A telephone conversation with the question submitter identified a few additional facts but revealed there were no other special contract closeout authorities identified at DFARS 204.804(3) or other factors that could apply to their scenario. So this is strictly a contract closeout issue.
Unfortunately, there are no other FAR or DFARS contract clauses that provide the contracting officer the right to unilaterally de-obligate excess funds from a contract during a normal or quick-closeout of a CPFF contract so long as the contractor is compliant with their requirements of the clause. Often the contractor will be reasonable and bilaterally agree to an amount to be de-obligated as excess… but that is not the case here unfortunately.
In this instance, the contract clause that applies is FAR 52.216-7 Allowable Cost and Payment.

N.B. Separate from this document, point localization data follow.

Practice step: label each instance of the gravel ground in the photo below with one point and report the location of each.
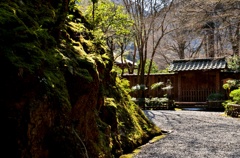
(193, 134)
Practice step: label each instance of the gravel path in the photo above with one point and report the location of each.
(193, 134)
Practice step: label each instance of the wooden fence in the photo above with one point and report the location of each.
(195, 95)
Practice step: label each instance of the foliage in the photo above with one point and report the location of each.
(234, 63)
(139, 87)
(235, 95)
(156, 85)
(112, 20)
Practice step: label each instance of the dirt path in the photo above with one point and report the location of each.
(194, 134)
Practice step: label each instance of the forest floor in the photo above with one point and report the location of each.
(193, 134)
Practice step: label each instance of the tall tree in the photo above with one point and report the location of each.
(149, 25)
(114, 22)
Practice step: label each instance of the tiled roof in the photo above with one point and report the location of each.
(198, 64)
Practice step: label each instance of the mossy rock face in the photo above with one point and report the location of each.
(59, 95)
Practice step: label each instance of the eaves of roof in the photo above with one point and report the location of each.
(198, 64)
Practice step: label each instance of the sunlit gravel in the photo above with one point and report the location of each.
(193, 134)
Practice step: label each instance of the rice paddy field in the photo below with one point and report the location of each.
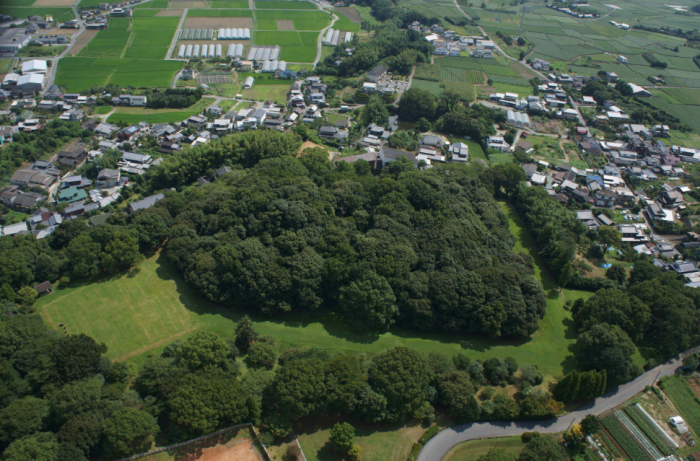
(81, 73)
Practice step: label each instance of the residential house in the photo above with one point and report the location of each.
(498, 143)
(377, 73)
(70, 159)
(460, 152)
(108, 178)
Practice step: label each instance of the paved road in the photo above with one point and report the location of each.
(173, 43)
(443, 442)
(542, 76)
(319, 42)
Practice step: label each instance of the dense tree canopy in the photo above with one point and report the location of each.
(423, 250)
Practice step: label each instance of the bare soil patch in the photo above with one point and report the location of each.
(351, 13)
(174, 12)
(82, 40)
(53, 3)
(285, 24)
(218, 23)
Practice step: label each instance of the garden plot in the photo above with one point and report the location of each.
(284, 5)
(218, 23)
(285, 24)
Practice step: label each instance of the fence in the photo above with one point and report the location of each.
(201, 439)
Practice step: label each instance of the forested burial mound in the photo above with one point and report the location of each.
(426, 250)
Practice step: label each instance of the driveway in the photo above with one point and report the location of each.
(443, 442)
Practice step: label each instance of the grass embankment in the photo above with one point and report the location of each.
(472, 450)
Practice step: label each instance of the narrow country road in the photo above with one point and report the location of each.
(443, 442)
(542, 76)
(173, 43)
(319, 44)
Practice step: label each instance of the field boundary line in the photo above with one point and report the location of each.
(198, 439)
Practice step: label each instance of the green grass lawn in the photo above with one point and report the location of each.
(138, 114)
(472, 450)
(137, 313)
(379, 442)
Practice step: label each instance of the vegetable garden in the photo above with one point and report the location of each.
(684, 399)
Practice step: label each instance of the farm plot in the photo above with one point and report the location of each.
(284, 24)
(59, 14)
(80, 73)
(688, 114)
(152, 37)
(284, 5)
(214, 13)
(214, 79)
(450, 74)
(624, 438)
(106, 44)
(199, 22)
(427, 71)
(298, 53)
(684, 399)
(650, 430)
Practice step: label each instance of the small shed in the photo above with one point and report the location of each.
(43, 289)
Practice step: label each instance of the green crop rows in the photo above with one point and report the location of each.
(650, 431)
(626, 441)
(427, 71)
(685, 400)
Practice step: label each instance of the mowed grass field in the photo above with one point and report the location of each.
(474, 449)
(379, 442)
(80, 73)
(138, 313)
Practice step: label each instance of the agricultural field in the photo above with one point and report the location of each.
(80, 73)
(348, 20)
(284, 5)
(617, 430)
(217, 13)
(151, 37)
(131, 115)
(23, 11)
(685, 400)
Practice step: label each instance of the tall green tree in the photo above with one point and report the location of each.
(606, 347)
(129, 431)
(245, 334)
(401, 376)
(342, 437)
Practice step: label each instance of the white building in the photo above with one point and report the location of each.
(35, 66)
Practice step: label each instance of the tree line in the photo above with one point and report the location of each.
(421, 249)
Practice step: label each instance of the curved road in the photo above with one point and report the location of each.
(443, 442)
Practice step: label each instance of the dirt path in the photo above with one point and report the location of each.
(173, 43)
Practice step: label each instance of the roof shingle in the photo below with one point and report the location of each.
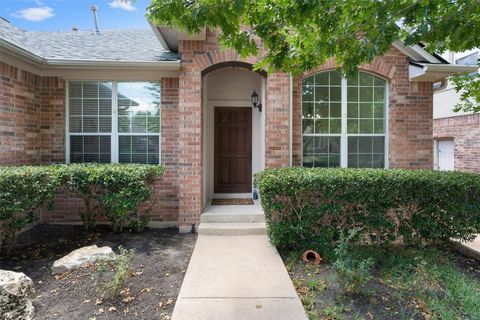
(110, 45)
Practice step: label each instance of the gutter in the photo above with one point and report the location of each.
(436, 72)
(82, 63)
(171, 65)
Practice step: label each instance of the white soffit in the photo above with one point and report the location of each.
(437, 72)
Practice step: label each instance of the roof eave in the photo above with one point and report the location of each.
(21, 51)
(437, 72)
(79, 63)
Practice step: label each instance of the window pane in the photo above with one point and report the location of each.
(307, 110)
(321, 110)
(90, 124)
(335, 78)
(75, 107)
(321, 151)
(366, 94)
(308, 145)
(90, 106)
(335, 93)
(378, 126)
(379, 94)
(153, 124)
(90, 90)
(105, 124)
(105, 107)
(75, 89)
(321, 79)
(352, 125)
(307, 93)
(352, 110)
(352, 94)
(308, 81)
(353, 80)
(105, 90)
(335, 125)
(75, 124)
(307, 126)
(335, 110)
(321, 94)
(321, 126)
(379, 110)
(137, 101)
(366, 110)
(366, 152)
(365, 79)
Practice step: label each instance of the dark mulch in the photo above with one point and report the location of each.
(161, 259)
(319, 290)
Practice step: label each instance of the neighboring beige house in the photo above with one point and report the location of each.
(456, 134)
(160, 96)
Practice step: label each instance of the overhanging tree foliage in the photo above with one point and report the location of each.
(300, 34)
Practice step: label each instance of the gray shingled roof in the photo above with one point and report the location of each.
(110, 45)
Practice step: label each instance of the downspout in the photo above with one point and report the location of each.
(290, 123)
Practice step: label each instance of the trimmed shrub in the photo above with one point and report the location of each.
(22, 190)
(310, 208)
(116, 190)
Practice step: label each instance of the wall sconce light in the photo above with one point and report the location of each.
(255, 101)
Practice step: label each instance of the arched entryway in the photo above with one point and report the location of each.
(233, 131)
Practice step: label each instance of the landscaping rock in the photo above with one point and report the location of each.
(16, 290)
(82, 256)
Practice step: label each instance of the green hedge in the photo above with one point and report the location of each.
(116, 190)
(309, 208)
(22, 190)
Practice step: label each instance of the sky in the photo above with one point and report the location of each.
(62, 15)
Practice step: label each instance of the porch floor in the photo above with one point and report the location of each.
(233, 276)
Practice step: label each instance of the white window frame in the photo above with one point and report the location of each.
(344, 134)
(114, 134)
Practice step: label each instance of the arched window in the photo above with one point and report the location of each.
(344, 120)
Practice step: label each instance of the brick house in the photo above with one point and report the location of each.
(160, 96)
(456, 134)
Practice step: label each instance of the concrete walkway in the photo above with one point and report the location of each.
(236, 275)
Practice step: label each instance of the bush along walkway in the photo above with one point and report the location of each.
(401, 283)
(235, 273)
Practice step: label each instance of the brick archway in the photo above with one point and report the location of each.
(198, 59)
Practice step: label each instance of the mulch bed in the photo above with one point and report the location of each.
(378, 301)
(161, 259)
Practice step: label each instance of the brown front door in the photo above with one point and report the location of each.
(233, 150)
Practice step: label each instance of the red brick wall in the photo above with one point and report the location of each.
(197, 57)
(410, 112)
(32, 131)
(20, 112)
(52, 120)
(465, 131)
(164, 207)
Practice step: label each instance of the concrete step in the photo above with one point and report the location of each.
(229, 217)
(232, 229)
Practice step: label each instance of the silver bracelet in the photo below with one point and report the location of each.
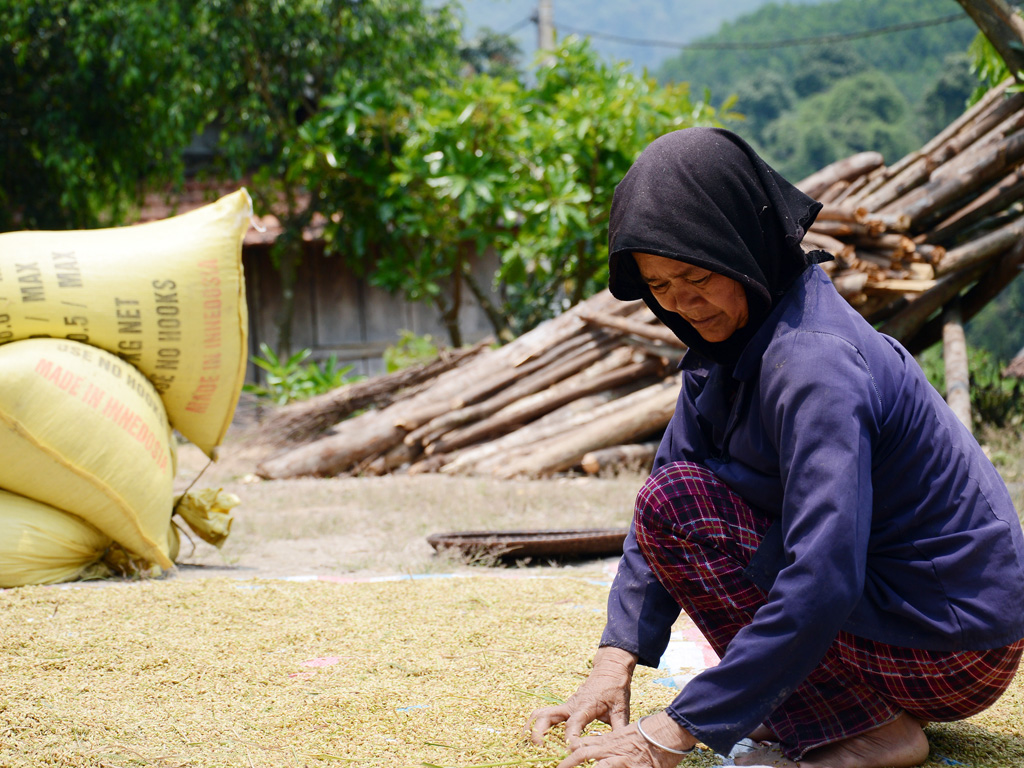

52.216-7(d)(2)(i) provides the timeframe allowed for the contractor to submit their final indirect cost rate proposal.
52.216-7(d)(3) says the “Contractor and the appropriate Government representative shall execute a written understanding setting forth the final indirect cost rates.” But it goes on further to state “… shall not change any monetary ceiling, contract obligation, or specific cost allowance…” bold italics added for emphasis.
The conditions at FAR 52.216-7(d)(6) would have to exist for the contracting officer to have the right to do any unilateral action.